So where is the money you donated to the Fine Arts Fund going if not to tend to the financial needs of the local arts?
Here, the FAF lists benefactors of the money collected during their capital campaign. As you might expect, the list includes many of the major arts and cultural organizations in the region from Northern Kentucky to Hamilton, Ohio. What this "complete list of investments in the arts" does not include is Resnicow Schroeder, a New York firm specializing in marketing the arts.

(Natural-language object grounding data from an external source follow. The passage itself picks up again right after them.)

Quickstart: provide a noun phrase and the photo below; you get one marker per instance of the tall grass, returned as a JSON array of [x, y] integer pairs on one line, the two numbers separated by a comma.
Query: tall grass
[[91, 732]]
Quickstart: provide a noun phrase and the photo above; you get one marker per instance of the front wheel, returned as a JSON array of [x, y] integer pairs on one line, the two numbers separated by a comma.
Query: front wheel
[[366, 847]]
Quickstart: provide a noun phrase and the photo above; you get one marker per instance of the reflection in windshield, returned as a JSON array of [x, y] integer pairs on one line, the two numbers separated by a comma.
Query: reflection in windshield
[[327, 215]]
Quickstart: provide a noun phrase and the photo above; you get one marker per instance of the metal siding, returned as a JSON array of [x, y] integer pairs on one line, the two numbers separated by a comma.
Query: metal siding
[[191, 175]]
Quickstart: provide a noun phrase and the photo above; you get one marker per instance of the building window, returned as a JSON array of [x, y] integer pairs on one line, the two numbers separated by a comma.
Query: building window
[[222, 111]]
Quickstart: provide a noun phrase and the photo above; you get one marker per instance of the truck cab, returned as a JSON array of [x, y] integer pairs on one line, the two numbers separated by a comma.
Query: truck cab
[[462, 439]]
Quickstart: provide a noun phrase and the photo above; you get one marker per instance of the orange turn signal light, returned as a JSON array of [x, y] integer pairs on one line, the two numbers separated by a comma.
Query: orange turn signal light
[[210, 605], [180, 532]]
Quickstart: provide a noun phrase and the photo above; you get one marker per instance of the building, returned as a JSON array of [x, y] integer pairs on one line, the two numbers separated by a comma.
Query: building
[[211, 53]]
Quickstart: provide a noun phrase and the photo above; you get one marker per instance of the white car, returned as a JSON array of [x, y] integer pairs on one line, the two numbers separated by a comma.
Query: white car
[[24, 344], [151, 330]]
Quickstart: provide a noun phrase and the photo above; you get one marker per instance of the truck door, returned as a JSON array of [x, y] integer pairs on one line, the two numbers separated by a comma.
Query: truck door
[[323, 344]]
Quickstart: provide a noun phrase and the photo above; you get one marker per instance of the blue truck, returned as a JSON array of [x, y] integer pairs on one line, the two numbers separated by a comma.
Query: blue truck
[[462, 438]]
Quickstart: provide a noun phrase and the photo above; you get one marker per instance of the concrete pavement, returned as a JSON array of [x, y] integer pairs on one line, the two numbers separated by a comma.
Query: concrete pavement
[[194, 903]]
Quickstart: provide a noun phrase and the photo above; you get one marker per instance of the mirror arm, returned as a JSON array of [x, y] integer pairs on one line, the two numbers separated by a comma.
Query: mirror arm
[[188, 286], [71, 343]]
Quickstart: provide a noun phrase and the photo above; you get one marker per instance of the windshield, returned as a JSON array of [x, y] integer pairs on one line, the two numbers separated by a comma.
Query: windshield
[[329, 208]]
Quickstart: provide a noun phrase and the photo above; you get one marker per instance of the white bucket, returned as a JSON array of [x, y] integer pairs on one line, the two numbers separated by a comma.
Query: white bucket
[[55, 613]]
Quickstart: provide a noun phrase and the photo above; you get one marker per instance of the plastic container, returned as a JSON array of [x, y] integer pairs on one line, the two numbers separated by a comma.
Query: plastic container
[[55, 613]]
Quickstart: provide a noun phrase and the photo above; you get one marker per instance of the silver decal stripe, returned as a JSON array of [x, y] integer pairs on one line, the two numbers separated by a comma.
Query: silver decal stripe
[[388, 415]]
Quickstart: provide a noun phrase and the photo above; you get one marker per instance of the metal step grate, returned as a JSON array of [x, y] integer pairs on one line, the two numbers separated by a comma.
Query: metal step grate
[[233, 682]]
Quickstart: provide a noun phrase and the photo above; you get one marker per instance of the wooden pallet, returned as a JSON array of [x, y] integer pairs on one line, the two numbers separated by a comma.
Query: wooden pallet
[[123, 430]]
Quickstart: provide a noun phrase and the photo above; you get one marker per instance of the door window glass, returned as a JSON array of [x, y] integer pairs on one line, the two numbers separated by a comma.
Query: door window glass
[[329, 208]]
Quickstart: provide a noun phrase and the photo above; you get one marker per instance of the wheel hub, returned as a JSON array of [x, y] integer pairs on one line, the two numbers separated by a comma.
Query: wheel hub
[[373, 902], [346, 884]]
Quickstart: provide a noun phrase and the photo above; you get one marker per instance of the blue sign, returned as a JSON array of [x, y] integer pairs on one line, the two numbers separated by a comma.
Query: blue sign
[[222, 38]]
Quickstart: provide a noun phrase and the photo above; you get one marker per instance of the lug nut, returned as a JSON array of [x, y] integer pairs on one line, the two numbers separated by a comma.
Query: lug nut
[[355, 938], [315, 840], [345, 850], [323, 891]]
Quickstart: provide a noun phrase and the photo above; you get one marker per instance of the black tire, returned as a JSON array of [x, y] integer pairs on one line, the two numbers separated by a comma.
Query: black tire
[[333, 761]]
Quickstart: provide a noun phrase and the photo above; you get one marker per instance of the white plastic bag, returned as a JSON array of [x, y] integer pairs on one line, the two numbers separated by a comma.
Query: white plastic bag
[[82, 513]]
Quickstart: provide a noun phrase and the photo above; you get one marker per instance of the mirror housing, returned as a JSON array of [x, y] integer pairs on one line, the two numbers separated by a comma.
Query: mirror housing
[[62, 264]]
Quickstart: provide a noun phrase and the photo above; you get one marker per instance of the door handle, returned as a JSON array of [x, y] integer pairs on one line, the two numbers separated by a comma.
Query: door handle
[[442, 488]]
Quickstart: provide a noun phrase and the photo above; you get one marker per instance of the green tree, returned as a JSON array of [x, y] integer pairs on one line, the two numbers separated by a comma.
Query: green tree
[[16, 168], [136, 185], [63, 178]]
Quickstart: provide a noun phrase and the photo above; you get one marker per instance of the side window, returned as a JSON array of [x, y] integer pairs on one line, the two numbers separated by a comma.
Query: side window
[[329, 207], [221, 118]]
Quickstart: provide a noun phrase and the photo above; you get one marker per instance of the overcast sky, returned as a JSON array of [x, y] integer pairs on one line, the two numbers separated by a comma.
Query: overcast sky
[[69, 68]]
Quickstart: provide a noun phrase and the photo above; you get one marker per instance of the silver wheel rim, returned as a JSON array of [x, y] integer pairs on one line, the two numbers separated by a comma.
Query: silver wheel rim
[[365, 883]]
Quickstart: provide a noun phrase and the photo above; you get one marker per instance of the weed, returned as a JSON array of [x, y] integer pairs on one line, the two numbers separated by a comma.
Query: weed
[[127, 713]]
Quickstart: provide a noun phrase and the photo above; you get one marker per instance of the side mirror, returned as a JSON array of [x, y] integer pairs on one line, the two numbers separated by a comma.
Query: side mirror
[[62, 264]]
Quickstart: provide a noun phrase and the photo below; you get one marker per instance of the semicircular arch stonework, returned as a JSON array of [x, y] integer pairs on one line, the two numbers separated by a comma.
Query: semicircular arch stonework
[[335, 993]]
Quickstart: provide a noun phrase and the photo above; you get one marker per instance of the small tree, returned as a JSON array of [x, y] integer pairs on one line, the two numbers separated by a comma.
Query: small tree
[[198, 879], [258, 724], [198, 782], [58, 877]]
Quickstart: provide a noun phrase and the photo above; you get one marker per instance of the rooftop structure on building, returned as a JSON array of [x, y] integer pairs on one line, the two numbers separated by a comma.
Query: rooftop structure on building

Earlier this year, Gov. Ted Strickland named Cincinnati as Ohio's Marketing Hub:
"Cincinnati's Hub designation will assist this region's already strong business and educational community in attracting young creative talent, new companies and job opportunities in consumer marketing to Ohio," Strickland said. "Targeted investments in Ohio's urban regions and businesses are a critical piece of our economic development strategy to create jobs and strengthen Ohio's economy."
Did the Fine Arts Fund not know this when they rejected marketing and re-branding campaign proposals from local marketing firms merely days after (before?) collecting over $10 million from the community in the name of the local arts? What happened to their support of local artists when they decided to hire New York branding artists?
Rumor has it the Fine Arts Fund will eliminate the word "Arts" in their re-branding strategy. We'll see what the FAF has to say when they formally unveil their new brand, but right now it appears not all money donated is spent locally and the financial well-being of the arts has been back-burnered for marketing of the FAF.